The Philippines went on high alert yesterday as a super typhoon threatened to unleash more devastation for millions of people already struggling to recover from deadly floods that claimed 277 lives.
Typhoon Parma was gaining strength as it churned toward the nation and was expected to dump more heavy rain on areas still reeling from the weekend floods that forced nearly 700,000 people into evacuation camps.
“We are dealing with a very strong typhoon, so we should be at the highest level of preparedness,” weather bureau spokesman Nathaniel Santiago said, amid forecasts the typhoon would make landfall tomorrow. “There is a possibility that this will become a super typhoon.”
The government defines a super typhoon as one with winds reaching 175kph to 200kph with the potential to cause heavy damage.
While Parma is likely to bring less than half the rains of Saturday’s Tropical Storm Ketsana, it was expected to compound flooding in Metro Manila, parts of which remain submerged because of blocked drainage systems.
Ketsana dumped the heaviest rains in four decades on Metro Manila and in surrounding areas on Luzon island, triggering floods that swamped the national capital with up to 6m of water.
Ketsana has left 277 dead so far in the Philippines, government figures showed, and killed about 100 more after pounding Vietnam and Cambodia.

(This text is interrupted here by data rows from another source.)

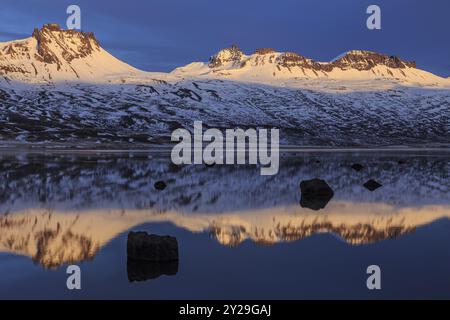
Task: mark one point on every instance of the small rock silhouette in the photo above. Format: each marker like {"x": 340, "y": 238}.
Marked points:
{"x": 316, "y": 194}
{"x": 150, "y": 247}
{"x": 160, "y": 185}
{"x": 372, "y": 185}
{"x": 142, "y": 270}
{"x": 357, "y": 167}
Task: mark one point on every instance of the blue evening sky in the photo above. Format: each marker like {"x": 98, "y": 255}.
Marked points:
{"x": 159, "y": 35}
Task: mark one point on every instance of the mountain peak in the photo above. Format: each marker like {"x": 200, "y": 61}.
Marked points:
{"x": 366, "y": 60}
{"x": 52, "y": 53}
{"x": 231, "y": 56}
{"x": 54, "y": 42}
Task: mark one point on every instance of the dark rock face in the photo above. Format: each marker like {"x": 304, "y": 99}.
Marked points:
{"x": 141, "y": 270}
{"x": 263, "y": 51}
{"x": 142, "y": 246}
{"x": 316, "y": 194}
{"x": 372, "y": 185}
{"x": 357, "y": 167}
{"x": 366, "y": 60}
{"x": 358, "y": 59}
{"x": 160, "y": 185}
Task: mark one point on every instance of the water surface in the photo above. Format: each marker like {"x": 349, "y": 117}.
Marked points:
{"x": 240, "y": 235}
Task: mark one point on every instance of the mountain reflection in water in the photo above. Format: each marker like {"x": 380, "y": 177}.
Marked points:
{"x": 60, "y": 209}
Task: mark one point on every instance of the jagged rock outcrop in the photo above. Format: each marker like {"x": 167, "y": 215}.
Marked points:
{"x": 52, "y": 54}
{"x": 229, "y": 56}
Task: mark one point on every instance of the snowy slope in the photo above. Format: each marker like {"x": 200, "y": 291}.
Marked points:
{"x": 61, "y": 86}
{"x": 53, "y": 55}
{"x": 271, "y": 67}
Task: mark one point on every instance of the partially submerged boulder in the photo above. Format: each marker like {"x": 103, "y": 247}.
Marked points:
{"x": 149, "y": 247}
{"x": 316, "y": 194}
{"x": 142, "y": 270}
{"x": 357, "y": 167}
{"x": 160, "y": 185}
{"x": 372, "y": 185}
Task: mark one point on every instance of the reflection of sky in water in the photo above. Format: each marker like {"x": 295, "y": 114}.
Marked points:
{"x": 59, "y": 210}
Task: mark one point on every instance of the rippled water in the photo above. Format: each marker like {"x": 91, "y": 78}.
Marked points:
{"x": 240, "y": 235}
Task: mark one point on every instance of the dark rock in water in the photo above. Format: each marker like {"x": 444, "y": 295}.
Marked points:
{"x": 372, "y": 185}
{"x": 142, "y": 270}
{"x": 358, "y": 167}
{"x": 316, "y": 194}
{"x": 142, "y": 246}
{"x": 160, "y": 185}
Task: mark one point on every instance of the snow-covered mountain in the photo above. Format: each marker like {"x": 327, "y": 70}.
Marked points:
{"x": 52, "y": 54}
{"x": 269, "y": 66}
{"x": 61, "y": 86}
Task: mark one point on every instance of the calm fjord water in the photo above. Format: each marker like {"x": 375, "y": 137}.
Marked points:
{"x": 240, "y": 235}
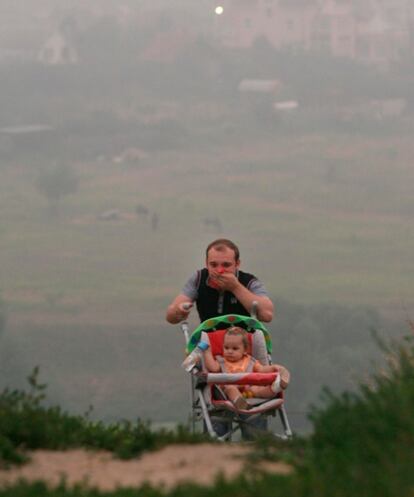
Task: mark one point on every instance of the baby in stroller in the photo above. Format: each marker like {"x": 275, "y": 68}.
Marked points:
{"x": 235, "y": 359}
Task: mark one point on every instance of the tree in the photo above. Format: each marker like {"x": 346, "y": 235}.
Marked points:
{"x": 56, "y": 183}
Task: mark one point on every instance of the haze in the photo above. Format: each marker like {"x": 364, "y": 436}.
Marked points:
{"x": 134, "y": 133}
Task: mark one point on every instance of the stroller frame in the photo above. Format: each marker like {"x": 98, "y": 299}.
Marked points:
{"x": 201, "y": 385}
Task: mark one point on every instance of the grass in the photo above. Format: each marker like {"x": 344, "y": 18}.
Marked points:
{"x": 361, "y": 445}
{"x": 298, "y": 224}
{"x": 27, "y": 423}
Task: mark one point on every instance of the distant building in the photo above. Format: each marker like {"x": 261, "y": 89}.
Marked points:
{"x": 372, "y": 31}
{"x": 58, "y": 51}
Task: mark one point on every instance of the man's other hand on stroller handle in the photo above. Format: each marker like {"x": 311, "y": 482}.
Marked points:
{"x": 179, "y": 309}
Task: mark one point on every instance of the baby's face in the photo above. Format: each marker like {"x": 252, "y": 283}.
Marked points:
{"x": 233, "y": 348}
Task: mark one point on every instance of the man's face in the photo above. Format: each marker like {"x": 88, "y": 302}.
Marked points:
{"x": 221, "y": 261}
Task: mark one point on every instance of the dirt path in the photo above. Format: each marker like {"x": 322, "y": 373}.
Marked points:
{"x": 165, "y": 468}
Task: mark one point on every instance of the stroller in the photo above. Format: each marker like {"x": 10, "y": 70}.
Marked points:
{"x": 209, "y": 402}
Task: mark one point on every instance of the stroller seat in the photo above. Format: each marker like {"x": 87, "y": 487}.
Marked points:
{"x": 209, "y": 399}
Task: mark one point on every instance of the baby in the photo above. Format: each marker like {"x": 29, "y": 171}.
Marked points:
{"x": 236, "y": 360}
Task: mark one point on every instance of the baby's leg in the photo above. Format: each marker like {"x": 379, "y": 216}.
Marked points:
{"x": 262, "y": 392}
{"x": 284, "y": 376}
{"x": 235, "y": 396}
{"x": 281, "y": 383}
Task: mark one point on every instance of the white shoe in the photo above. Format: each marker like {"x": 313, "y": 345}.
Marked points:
{"x": 275, "y": 386}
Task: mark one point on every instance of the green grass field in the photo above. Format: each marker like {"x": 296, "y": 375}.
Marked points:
{"x": 318, "y": 219}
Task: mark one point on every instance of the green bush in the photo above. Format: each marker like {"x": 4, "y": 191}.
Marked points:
{"x": 25, "y": 423}
{"x": 362, "y": 445}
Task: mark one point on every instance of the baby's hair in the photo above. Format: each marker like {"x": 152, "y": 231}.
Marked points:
{"x": 238, "y": 332}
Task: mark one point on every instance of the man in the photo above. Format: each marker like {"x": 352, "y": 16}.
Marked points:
{"x": 221, "y": 288}
{"x": 218, "y": 289}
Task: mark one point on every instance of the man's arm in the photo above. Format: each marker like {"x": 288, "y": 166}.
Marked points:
{"x": 178, "y": 311}
{"x": 229, "y": 282}
{"x": 246, "y": 298}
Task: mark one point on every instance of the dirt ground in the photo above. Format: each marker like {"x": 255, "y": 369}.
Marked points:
{"x": 165, "y": 468}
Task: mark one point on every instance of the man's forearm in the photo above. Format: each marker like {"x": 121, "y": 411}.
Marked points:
{"x": 246, "y": 298}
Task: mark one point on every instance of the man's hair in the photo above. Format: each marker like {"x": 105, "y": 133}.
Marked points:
{"x": 236, "y": 331}
{"x": 221, "y": 244}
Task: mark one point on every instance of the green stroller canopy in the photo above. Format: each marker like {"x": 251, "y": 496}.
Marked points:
{"x": 222, "y": 322}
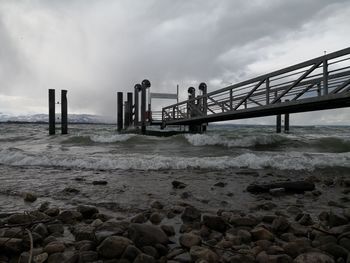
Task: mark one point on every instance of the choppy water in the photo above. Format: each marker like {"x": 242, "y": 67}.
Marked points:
{"x": 139, "y": 169}
{"x": 222, "y": 147}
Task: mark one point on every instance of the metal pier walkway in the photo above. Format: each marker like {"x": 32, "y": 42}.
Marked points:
{"x": 317, "y": 84}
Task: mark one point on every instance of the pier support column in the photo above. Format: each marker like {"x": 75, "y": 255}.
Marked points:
{"x": 64, "y": 112}
{"x": 286, "y": 123}
{"x": 145, "y": 85}
{"x": 128, "y": 110}
{"x": 120, "y": 111}
{"x": 137, "y": 89}
{"x": 278, "y": 123}
{"x": 52, "y": 112}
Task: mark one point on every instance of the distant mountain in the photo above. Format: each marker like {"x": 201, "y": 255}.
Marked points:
{"x": 72, "y": 118}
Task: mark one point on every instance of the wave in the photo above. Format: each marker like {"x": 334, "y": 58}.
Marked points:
{"x": 281, "y": 161}
{"x": 247, "y": 141}
{"x": 89, "y": 139}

The number of people known to have been affected by Ketsana in the Philippines rose to 2.5 million yesterday, the government said in its latest update.
The number of flood survivors staying in gymnasiums, schools and other makeshift evacuation camps also continued to balloon, with about 687,000 people staying in them, the government said.
Those in the cramped, under-resourced evacuation centers were told to prepare for the new storm, with fresh rains certain to aggravate already squalid conditions.
As Typhoon Parma approached, worried Metro Manila residents, who had returned to their homes after the floodwaters receded and those whose houses were unaffected, were stocking up on food and emergency lights. Waitress Angel Francisco, 16, rushed back to check on her mother at their still-flooded home in Pasig City.
“There’s a new typhoon according to the news and I am worried for my mother,” she said, as she hitched a ride with a delivery truck to try and evacuate her mother.